Et le second est Kuru. Plus proche temporellement du récit principal, son patronyme va servir à désigner la lice sacrée où les conflits internes au royaume sont censés se régler par les armes, le fameux Kurukshetra (champ de bataille des Kurus) dont il sera question tout particulièrement dans la Bhagavad Gîtâ. Par ailleurs, dans la mesure où la branche ainée de la lignée est celle qui hérite légitimement de la charge royale, cette branche sera désignée dans la suite du récit par le terme de Kauravas (descendants de Kuru). Quant aux Pândavas, qui représentent la branche cadette (et bientôt rivale) de la lignée, nous comprendrons d’où elle tire son nom dans le prochain épisode…

 

Du rififi dans les cieux : Gangâ et Shântanu

À en croire le récit, tout alla pour le mieux pendant un nombre considérable de générations au sein de la dynastie des Bhârata (l’âge d’or de l’humanité en quelque sorte) jusqu’à ce qu’une première série d’incidents contraires au dharma se produise concernant le roi Shântanu. Et c'est donc à partir de ce roi que le récit va véritablement commencer.

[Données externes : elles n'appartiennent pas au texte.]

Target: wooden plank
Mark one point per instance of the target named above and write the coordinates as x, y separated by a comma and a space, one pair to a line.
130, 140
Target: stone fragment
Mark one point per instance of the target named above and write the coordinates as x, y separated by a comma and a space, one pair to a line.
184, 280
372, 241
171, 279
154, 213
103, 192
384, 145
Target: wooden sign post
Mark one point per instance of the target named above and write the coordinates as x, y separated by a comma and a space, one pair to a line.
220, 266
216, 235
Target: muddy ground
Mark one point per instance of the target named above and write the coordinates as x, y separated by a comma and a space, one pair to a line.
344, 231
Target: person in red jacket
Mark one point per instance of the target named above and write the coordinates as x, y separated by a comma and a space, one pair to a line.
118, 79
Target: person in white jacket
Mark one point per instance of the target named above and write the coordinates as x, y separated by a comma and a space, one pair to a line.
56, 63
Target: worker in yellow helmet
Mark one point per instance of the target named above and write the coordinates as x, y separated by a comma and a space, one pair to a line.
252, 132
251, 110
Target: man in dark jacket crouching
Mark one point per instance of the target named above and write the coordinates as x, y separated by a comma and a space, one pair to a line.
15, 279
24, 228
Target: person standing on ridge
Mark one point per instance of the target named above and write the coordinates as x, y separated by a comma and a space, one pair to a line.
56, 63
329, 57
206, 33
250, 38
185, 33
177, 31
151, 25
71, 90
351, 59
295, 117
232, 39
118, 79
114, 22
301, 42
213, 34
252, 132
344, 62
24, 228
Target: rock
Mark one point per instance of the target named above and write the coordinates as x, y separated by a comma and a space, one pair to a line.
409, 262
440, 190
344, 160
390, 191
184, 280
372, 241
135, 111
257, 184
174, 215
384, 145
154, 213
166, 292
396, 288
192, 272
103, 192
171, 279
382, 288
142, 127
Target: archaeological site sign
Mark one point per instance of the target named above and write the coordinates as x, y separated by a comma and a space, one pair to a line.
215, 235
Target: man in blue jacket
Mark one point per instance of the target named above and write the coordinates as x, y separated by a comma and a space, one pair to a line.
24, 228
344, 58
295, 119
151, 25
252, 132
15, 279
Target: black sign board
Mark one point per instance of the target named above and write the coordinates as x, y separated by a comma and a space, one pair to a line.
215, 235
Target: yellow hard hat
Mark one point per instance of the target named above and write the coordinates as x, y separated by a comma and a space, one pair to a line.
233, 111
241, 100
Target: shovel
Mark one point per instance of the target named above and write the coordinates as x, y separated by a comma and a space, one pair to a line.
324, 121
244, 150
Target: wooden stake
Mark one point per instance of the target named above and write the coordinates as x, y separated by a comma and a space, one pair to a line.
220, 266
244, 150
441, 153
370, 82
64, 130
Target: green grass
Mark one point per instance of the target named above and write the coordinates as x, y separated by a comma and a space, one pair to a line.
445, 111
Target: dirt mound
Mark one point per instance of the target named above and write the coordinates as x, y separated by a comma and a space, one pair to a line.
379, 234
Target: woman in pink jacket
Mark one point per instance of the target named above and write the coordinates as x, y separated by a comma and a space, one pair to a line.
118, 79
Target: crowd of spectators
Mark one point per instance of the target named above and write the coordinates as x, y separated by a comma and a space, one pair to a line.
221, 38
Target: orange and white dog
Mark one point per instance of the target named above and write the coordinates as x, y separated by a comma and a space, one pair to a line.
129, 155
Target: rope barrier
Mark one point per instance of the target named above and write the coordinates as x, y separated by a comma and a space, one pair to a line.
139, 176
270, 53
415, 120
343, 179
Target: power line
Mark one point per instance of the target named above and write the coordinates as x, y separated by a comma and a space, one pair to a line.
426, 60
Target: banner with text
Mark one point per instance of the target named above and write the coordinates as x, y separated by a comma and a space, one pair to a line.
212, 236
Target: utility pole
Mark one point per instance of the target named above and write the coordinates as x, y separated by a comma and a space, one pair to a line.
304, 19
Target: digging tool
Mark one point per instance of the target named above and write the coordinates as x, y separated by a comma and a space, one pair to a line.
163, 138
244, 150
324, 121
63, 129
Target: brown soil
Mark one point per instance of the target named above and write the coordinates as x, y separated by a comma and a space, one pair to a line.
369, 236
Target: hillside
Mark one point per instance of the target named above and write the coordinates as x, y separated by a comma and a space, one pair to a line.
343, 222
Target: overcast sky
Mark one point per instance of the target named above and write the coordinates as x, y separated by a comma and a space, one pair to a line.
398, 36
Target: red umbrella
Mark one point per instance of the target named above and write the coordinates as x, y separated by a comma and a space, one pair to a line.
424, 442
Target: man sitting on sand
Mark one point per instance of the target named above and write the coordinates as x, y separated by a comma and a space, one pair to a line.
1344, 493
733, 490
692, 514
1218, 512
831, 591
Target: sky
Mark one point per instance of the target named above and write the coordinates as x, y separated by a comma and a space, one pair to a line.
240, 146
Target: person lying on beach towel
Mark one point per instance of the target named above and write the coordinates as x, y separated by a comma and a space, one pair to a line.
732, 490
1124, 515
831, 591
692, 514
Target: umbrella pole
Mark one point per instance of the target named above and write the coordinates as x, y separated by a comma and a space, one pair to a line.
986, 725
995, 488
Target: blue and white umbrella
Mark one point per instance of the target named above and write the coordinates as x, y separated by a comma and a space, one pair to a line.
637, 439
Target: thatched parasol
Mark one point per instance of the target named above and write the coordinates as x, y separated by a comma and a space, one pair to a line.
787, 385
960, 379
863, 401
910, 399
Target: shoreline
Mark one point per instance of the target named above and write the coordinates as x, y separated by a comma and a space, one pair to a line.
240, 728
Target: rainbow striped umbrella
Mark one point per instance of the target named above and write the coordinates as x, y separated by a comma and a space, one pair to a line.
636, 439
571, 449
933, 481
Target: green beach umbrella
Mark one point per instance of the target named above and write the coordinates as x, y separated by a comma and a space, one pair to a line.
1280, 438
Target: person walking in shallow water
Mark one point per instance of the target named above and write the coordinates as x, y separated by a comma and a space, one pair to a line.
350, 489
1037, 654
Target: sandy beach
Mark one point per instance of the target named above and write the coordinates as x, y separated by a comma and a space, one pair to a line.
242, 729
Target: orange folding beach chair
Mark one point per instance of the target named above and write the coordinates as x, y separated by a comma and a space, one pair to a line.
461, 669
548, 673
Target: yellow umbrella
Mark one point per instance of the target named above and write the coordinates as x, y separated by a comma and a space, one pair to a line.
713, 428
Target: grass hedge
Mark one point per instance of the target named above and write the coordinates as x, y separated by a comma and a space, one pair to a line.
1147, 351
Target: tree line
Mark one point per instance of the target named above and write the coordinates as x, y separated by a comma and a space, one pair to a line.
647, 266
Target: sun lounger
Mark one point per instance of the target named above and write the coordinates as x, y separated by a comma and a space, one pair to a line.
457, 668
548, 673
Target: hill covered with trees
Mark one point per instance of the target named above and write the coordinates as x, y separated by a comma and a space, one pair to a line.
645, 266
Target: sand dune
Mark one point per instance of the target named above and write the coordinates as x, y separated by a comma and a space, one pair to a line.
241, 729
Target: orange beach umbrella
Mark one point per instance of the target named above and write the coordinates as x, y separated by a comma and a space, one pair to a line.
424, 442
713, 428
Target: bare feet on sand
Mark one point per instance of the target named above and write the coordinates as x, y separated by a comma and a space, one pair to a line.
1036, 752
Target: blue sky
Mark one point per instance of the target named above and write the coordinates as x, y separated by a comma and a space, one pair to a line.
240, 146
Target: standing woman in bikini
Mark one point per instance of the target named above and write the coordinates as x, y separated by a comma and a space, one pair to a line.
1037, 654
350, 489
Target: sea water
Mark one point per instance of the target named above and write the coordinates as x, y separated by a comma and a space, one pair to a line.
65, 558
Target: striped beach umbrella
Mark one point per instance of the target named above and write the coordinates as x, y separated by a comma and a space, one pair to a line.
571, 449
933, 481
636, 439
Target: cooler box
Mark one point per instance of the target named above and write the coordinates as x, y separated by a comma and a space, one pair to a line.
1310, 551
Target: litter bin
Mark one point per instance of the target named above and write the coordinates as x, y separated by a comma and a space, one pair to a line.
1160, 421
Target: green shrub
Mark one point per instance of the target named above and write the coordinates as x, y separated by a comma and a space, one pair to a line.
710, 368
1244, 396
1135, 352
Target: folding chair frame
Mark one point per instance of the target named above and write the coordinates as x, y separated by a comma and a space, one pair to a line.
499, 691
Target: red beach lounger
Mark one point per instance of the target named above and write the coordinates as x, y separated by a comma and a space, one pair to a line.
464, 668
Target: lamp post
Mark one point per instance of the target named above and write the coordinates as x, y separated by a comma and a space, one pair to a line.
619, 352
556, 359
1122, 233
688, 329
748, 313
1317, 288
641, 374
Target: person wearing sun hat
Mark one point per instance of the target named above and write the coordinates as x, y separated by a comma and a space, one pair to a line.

Faute de temps, Laura a simplifié à l'extrême l'étrange histoire de Shântanu et de sa première épouse Gangâ. Je la développe donc ici un peu.
 Sachez ainsi que Gangâ et Shântanu sont en réalité des créatures célestes qui vivaient autrefois à la cour du roi Indra. Or un jour ils sont tombés amoureux l’un de l’autre et, emportés par leur passion naissante, ils se sont laissé aller à afficher publiquement leur attirance sexuelle. Pour les « corriger » de ce faux pas indigne de créatures célestes, Brahmâ les a donc contraints à une incarnation terrestre. Car ainsi ils vont pouvoir donner libre cours à leur passion charnelle et expérimenter plus complètement ses limites. Dans ce processus, Shântanu a perdu la conscience de son état antérieur, alors que Gangâ en a conservé la mémoire. Incarnée d'abord sous la forme d'un fleuve majestueux (Ganga = le Gange), elle se sait être une divinité en exil et a le pouvoir de prendre forme humaine à volonté. Par ailleurs, du temps où elle vivait dans le monde céleste, elle était en bons termes avec les huit assistants principaux d'Indra qu’on appelle les Vasus. Or il se trouve qu’un jour ces dévas offensèrent gravement un yogi (humain) très puissant. À l’aide de ses pouvoirs, celui-ci leur jeta une malédiction : pour expier leur faute, ils allaient eux aussi devoir s’incarner et connaitre les affres de la condition humaine ! Apprenant que Gangâ s’apprêtait à subir le même sort, les Vasus lui demandèrent d'accepter d'être leur mère terrestre. Leur requête était qu’elle les fasse passer de vie à trépas dès leur naissance, de façon à ce que la punition de l'incarnation humaine leur soit la plus brève possible. Par pitié pour ses compagnons d’infortune, Gangâ accepta, d’autant que de son côté, pour pouvoir réintégrer le monde céleste, elle devait sur terre retrouver son ancien amant, se faire aimer de lui, puis lui briser le cœur de façon à l’amener à se fâcher contre elle ! Elle imagina donc un plan combinant à la fois son intérêt et celui des Vasus. Une fois sur terre, elle amadoua le père de Shantanu de façon à ce qu’il accepte de lui donner son fils comme époux. La suite de l’histoire, vous la connaissez, mais elle va probablement prendre davantage de relief à présent :

- Si Gangâ noie ses sept premiers enfants, c’est pour rendre service aux Vasus ses compagnons d’infortune sur terre.
- Si elle ne dit rien de ses motivations à son mari (alors que selon le texte, ils s’adorent et ont une vie amoureuse et sexuelle particulièrement intense), c’est parce qu’il lui faut trouver un moyen de déclencher une colère contre elle pour pouvoir réintégrer le monde paradisiaque d’où elle a été exilée.
- Quant au fait que le huitième Vasu va être sauvé par son père, c’est aussi lié à ce qui s’est passé antérieurement dans le monde céleste. C’est ce déva en particulier qui est responsable de l’offense initialement faite au yogi. C’est donc à lui de « payer » le plus lourd tribut, ce qu’il va faire en étant affligé d’une très longue durée de vie terrestre !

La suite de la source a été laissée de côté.